Neurophysiology leture (3)
Prof. Eman Al-Khateeb
Done by: Zaid I. Wakileh
 In this lecture we will discuss the graded potential in NMJ and CNS
synapses with their neurotransmitters.
 Action potential is usually used in the periphery and not the CNS.
 In the CNS the Graded/Electrotonic potential predominates as we
need it for higher intellectual functions.
 Graded Potential
In the CNS, each neuron receives about 200,000 nerve endings
In the spinal cord, neurons that have to do with muscle contraction receive
about 10,000 nerve endings.
85% of the nerve terminals end on dendrites on the next neuron and about
10-15% end on the soma.
If the action potential is the only one present then it would be very hard to
receive information from this huge number of neurons and interpret them.

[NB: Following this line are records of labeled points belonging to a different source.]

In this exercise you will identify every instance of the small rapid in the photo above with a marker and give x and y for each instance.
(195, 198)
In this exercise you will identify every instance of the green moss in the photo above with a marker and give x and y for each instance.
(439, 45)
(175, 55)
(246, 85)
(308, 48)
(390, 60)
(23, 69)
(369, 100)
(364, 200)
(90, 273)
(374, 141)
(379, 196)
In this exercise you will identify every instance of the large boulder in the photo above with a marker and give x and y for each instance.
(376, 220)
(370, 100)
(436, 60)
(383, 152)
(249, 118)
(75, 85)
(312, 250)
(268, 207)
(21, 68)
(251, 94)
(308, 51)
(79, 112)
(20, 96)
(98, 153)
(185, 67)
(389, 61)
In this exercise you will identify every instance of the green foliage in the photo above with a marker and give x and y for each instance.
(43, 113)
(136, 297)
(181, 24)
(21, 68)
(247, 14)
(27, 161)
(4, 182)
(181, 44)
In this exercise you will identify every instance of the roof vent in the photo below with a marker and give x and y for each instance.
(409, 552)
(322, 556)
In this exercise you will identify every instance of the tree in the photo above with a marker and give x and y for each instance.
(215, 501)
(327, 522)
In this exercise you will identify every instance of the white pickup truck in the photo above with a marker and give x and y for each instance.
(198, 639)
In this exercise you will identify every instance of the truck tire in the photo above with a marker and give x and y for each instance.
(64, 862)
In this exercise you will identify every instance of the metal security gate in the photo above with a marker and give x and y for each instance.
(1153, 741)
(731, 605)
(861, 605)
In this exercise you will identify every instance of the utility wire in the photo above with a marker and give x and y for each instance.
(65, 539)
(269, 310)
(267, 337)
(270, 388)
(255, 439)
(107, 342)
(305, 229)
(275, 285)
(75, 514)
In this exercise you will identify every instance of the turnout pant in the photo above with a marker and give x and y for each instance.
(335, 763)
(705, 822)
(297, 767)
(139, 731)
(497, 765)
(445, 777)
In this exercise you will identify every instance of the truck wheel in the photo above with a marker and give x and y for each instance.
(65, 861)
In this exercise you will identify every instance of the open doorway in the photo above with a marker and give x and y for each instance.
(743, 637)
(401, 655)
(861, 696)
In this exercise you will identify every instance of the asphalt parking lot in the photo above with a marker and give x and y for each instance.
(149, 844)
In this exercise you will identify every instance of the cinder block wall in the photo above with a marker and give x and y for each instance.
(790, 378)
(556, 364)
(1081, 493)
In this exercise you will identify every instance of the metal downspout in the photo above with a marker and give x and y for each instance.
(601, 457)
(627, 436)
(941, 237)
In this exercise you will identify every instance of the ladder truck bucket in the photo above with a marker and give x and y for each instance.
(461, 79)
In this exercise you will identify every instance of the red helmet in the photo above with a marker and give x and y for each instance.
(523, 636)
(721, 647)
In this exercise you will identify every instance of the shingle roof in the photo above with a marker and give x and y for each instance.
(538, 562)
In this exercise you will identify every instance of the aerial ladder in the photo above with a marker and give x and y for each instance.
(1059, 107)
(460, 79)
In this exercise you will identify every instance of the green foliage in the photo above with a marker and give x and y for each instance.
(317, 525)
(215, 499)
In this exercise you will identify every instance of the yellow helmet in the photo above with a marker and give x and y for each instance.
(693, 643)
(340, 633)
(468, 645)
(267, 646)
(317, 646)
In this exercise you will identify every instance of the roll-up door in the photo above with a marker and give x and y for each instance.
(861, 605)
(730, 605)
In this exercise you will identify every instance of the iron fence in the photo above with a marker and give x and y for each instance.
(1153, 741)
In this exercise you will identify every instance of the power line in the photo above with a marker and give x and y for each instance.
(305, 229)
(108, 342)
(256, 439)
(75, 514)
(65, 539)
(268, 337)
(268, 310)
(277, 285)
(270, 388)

Therefore, we need the graded potential in the CNS.
We know that the graded potential will eventually fire an action potential
that travels along the whole length the axon and reaches the nerve
endings.
 Major Function of the Graded Potential:
1) Higher intellectual functions (thinking, retrieval, memory …etc.)
which would be very hard to deal with using action potential.
(Retrieval : ability to remember something after you memorized it)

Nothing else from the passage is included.